L or surface waves: These are the last to arrive, spread over the surface. Rayleigh waves produce an elliptical motion that shakes the rocks up and down and forward. Love And waves that cause horizontal movement from one place to another.
5.2 Magnitude and Intensity of an Earthquake
The scales measure the energy released by an earthquake and assesses the damage caused.
Richter Scale: Measures the magnitude of an earthquake is a measure of energy released. It is calculated from a seismogram by measuring the maximum amplitude of the waves P and S. It has no limits in theory can reach all the values (1,2,3,4,5,6,7,8 ….. ..) depending on the energy released. The largest earthquake was magnitude known from Valdivia, Chile in 1960, 9.6.
MSK Scale: Measures the intensity of an earthquake is a subjective estimate of the effects produced by the earthquake on people, objects, buildings and land. This depends not only on the energy released in the earthquake but also the terrain and type of buildings that are in the area, for example if the area is poor, overcrowded and poor quality housing, the damage is greater. An earthquake will unique and different intensity scale in each place it varies with distance from the area epicentro.Los points that represent the same intensity are joined by curves called ISOs.
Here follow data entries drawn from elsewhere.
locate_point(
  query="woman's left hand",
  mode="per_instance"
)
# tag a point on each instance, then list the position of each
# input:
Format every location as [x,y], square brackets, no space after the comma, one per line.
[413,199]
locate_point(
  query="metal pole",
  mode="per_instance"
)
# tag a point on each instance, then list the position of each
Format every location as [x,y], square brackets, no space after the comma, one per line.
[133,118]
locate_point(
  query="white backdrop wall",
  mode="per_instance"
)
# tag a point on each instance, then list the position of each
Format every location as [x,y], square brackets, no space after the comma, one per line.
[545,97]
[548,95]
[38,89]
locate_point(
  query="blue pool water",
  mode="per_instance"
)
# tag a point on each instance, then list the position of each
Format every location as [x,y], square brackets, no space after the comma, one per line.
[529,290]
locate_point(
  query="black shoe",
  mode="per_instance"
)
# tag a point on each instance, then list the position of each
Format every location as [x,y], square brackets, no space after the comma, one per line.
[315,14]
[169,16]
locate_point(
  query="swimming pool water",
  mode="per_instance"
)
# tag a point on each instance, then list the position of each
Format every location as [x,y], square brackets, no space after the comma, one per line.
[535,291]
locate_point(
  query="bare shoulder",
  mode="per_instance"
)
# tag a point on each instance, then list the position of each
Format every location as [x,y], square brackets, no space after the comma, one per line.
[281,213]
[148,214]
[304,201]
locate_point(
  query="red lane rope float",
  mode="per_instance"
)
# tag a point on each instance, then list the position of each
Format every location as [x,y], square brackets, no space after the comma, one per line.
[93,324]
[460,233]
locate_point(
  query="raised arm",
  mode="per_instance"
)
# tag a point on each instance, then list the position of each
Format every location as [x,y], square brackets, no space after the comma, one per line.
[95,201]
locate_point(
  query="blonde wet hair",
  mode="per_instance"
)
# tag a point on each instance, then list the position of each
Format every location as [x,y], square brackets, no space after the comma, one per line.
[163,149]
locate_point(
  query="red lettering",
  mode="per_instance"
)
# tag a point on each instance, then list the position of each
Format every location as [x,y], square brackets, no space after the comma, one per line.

6. Continental Drift: The Wilson Cycle
It is an evolutionary cycle that explains the opening and closing of ocean basins and changes in the distribution of continents and oceans along the same tectonic processes that cause the breakup of a supercontinent are the cause of his after reunification, in cycles lasting about 500 ma.
7. Plate Tectonics, Science and Society
Fossil fuels: Coal, oil and natural gas formed by geological processes of burial and decomposition of organic matter. Wood of ancient forests, and old oil from plankton in shallow seas (rifting processes).
Geothermal: Widely used in countries of volcanic activity, using the heat of the earth for heating and for electricity (e.g. Iceland).
Fertile soil: Volcanic regions where they were formed fertile soils for agriculture.
7.2 Risks
Many civilizations past and present volcanic zones are located in or near active faults.
Volcanic risk: With devastating eruptions at grave risk to people and property.
Seismic risk: Especially the devastating waves L, that wiped out the buildings and roads and what is even worse loss of life.
Environmental Impacts: By throwing large amounts of toxic gases and CO2 to the atmosphere increases the greenhouse effect, which allowed the emergence of life, but at other times throw together with large amounts of ash originated in the past climate changes, causing and mass extinctions of living beings.